David Baddiel does his best to convince the Rev Richard Coles to go slightly beyond the boundaries of which his Bishop might approve. Richard holds fast but delivers a surprise in the second part. Judy Love helps reality pretty boy, Curtis Pritchard to control his ego. Jason Manford shows the patience of Job as he somehow manages to harness the effervescent Happy Mondays’ Shaun Ryder.

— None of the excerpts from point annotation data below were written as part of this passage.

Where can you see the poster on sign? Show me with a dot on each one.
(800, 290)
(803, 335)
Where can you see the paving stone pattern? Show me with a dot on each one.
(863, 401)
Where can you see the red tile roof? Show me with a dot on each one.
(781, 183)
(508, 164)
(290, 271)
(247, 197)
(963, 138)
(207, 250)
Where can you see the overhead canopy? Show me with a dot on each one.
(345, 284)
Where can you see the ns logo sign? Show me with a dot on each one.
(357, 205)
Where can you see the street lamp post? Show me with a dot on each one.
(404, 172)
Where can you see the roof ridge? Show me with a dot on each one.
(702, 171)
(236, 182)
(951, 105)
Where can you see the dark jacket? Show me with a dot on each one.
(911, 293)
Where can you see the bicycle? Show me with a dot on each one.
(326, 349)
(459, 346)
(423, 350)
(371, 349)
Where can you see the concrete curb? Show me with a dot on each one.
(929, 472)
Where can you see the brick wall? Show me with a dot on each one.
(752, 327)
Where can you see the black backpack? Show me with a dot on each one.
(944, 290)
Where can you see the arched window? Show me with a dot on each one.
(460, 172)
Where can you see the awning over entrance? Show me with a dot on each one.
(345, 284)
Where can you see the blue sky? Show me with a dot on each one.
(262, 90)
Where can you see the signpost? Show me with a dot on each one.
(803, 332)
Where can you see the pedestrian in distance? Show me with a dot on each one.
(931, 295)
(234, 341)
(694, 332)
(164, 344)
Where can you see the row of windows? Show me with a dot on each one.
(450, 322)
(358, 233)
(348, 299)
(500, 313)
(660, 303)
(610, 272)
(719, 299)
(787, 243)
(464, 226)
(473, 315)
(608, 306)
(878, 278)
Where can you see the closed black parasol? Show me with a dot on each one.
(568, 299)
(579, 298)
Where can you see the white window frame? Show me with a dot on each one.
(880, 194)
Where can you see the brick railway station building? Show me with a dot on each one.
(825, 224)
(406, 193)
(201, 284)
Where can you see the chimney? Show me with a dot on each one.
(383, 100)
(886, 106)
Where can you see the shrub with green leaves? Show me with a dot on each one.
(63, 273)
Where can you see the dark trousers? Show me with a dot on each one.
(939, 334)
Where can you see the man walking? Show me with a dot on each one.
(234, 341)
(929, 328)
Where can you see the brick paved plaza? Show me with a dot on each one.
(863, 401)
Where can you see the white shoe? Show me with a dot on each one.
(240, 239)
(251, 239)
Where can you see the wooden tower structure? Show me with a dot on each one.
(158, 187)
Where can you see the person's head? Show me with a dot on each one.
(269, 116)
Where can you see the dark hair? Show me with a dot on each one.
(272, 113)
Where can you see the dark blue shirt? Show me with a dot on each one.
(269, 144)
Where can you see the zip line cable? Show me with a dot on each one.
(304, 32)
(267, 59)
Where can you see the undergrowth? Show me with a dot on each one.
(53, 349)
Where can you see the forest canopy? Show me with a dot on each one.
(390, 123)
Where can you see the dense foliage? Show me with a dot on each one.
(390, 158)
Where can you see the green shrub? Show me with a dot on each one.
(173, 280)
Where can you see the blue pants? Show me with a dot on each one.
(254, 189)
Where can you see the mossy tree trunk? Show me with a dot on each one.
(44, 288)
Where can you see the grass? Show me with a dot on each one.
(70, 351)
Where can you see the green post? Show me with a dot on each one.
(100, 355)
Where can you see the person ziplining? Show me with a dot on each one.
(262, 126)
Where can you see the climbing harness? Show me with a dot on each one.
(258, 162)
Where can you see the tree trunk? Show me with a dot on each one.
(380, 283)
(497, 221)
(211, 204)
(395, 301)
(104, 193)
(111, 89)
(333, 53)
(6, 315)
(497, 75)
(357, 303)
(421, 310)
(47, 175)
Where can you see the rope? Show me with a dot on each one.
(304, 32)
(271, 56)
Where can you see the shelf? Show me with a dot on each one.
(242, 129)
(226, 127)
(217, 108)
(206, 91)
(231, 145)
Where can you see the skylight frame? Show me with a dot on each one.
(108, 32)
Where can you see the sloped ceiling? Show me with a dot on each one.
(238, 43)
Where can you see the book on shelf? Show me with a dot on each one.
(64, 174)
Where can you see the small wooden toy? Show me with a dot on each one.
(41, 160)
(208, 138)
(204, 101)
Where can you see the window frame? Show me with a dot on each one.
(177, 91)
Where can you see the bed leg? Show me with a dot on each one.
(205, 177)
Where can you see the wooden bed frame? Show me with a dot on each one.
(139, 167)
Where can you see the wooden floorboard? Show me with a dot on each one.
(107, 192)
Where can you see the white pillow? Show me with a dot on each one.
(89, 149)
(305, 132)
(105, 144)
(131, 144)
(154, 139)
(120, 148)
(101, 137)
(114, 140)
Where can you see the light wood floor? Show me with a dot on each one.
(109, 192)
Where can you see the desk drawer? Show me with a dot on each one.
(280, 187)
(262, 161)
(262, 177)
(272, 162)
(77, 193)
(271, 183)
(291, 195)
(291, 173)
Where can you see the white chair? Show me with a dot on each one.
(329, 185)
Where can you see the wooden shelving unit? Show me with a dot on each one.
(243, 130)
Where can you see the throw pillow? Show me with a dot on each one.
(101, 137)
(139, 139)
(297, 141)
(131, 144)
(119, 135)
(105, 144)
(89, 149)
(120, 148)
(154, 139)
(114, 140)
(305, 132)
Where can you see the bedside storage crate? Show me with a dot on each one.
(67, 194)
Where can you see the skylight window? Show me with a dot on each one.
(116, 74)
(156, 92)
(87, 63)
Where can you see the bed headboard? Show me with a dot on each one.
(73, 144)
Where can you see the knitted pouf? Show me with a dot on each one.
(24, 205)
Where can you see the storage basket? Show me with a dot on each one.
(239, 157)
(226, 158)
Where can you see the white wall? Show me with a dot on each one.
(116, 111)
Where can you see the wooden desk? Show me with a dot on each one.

Former Corrie actress Katie McGlynnis is he most nervous of the the group but mentor Zoe Lyons keeps her calm and focussed, Baroness Syeeda Warsi, the Conservative peer is under the tutelage of Nick Helm whose politics are diametrically opposite but he warms to her after she talks about her humble beginnings and responds to his fierce mentoring.
They all meet, socially distanced, in the Battersea Arts Centre where the wannabees have to do two minutes improv so that the mentors can get a feel for their talents or as it turns out their non-talent for improvised comedy. They later meet up in their respective couplings to dig out stories about their life experiences that could be the basis of the 5 minute routines that the celebs will ultimately perform to both a live and a zoom audience.
No spoilers but the results range from out-there stories of Shaun Ryder, who suffers with attention deficit hyperactivity disorder, to the initial blandness of Curtis Pritchard.
There’s also an excellent appeal cameo by Stephen Merchant.
The two part series, the second airs on March 4th, is good fun and well worth watching but if you can’t wait a week you can stream the conclusion on All4.